Another day with chef John, this time 2 practicals with a demo in between.
First was cooking the sea bream with rouille and a bouillabaise jus.
Next was a demo where he cooked pan fried lobster with nicoise ratatouille and bortsch consommé.
Lastly we cooked the saddle of rabbit with tomato and anchovy stuffing.
We had a day with chef John today, which was good. He is a relaxed chef from Canada, doesn’t get flustered, will joke and mix with the students and is quite quick in the demos.
We started with a practical cooking the venison dish from yesterday’s demo.
Next we had back to back demos.
In the 1st chef John cooked sea bream with confit fennel, oven-dried tomatoes, rouille and a bouillabaise jus, topped with a croute with rouille.
Next was a creme de menthe and chocolate chip soufflé. Terrible thing to do to chocolate is pairing it with mint.
In the 2nd demo the chef made a chestnut soup with parmesan foam and truffle shavings.
Then was a saddle of rabbit with a tomato, olive and anchovy stuffing with fried baby artichokes and a microleaf salad.
Chef John took us for the demo this morning and started with a dish of seared tuna rolled in four-spice powder with a ginger sauce and julienne of vegetables.
Next was medallions of venison with a white bean purée (flavoured with bacon, garlic and truffle), ceps, bacon, onions and a game sauce flavoured with chocolate.
Following this we had a technical class with chef Nicolas discussing dessert plating.
Lastly was yet another wine lecture which was as dull as all the previous ones but fortunately the last one I’ll have at Cordon Bleu. Wine, as any subject, can be a very interesting subject and I’ve had some really good lecturers on wine and spirits in the past. Unfortunately the lecturer here wasn’t one of them.

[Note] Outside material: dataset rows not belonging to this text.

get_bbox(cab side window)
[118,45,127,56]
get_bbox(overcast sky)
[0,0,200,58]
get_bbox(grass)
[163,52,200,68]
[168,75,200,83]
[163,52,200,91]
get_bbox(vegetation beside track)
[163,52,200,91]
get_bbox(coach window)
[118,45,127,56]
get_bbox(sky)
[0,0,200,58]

We started the sugar work this week with another poured sugar centrepiece. I had worked out what I wanted to do beforehand and had all my equipment ready
Next we did some pulled sugar and made a 2 colour ribbon and bow.
Following that we did some blown sugar, which is a similar technique to glass blowing, just more edible. Here’s my sugar apple.

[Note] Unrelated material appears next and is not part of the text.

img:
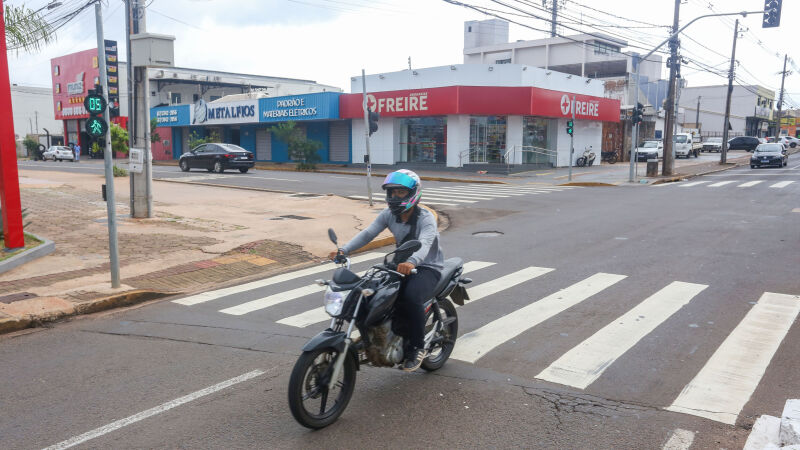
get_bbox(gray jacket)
[342,206,444,270]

Then we did an underwater scene with corals, piped sugar fish and blown sugar fish.
Here’s a close-up of my fish.
Today we had a cuisine mock exam which ran for 4 hours and we had to produce 2 identical plates of a first course and a main course.
The first course was a poached egg on a tartlet of asparagus purée and asparagus tips, with hollandaise sauce.

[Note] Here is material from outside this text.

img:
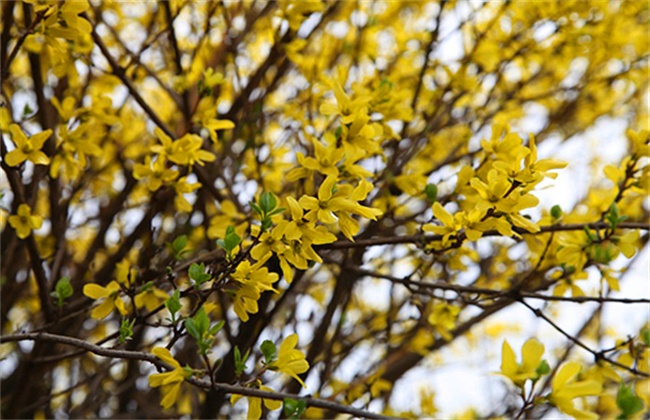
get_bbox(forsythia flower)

The main course was lemon sole paupiettes with scallop mousse, crayfish tails, mussels mariniere, turned mushrooms, cucumber spaghetti and crayfish sauce.
It was a very busy lesson and, while it went ok, I hope I can do it better in the real exam.
Next was a demo from chef John who started with a lemongrass flavoured consommé with poached veal piccatas and foie gras ravioli.
Lastly was a salad of roast pigeon breast and shrimp with a violet mustard vinaigrette, baby vegetables and pigeon jus.
We started the day with a demo from chef John who made guacamole with sea bream marinated in lime, chilli and vodka, which he plated in 2 ways.
Next was a sautéed beef fillet with parsnip purée, kohlrabi slices and a marsala sauce.
Then we had a practical with chef Loic making the sole and crayfish timbale demonstrated yesterday,
followed by a technical with chef Christophe who completed the croquembouches started last week.
Chef John took us for the demo today and made a dover sole and crayfish timbale with champagne sauce.
The timbale mould has a layer of fish mousse at the base (which becomes the top on turning out), the sides are lined with a dover sole fillet, the centre is filled with crayfish tails and crayfish sauce and it is topped off with more mousse. It was cooked in a bain marie and served with a champagne sauce with dots of crayfish sauce. When the timbale is cut open, the crayfish sauce inside runs out.
Next today was this term’s patisserie wine lecture which was 3 hours of tedium. We have 1 or 2 wine lectures each term and they have all been utterly boring and I have learnt nothing from them.
Considering we have a wine lecture and a cheese lecture each term and the cheese lecturer is so passionate and knowledgable and makes the subject so exciting, it’s quite amazing how dull the wne lectures are. Pity the lecturer doesn’t go to the cheese lectures to see how it’s done.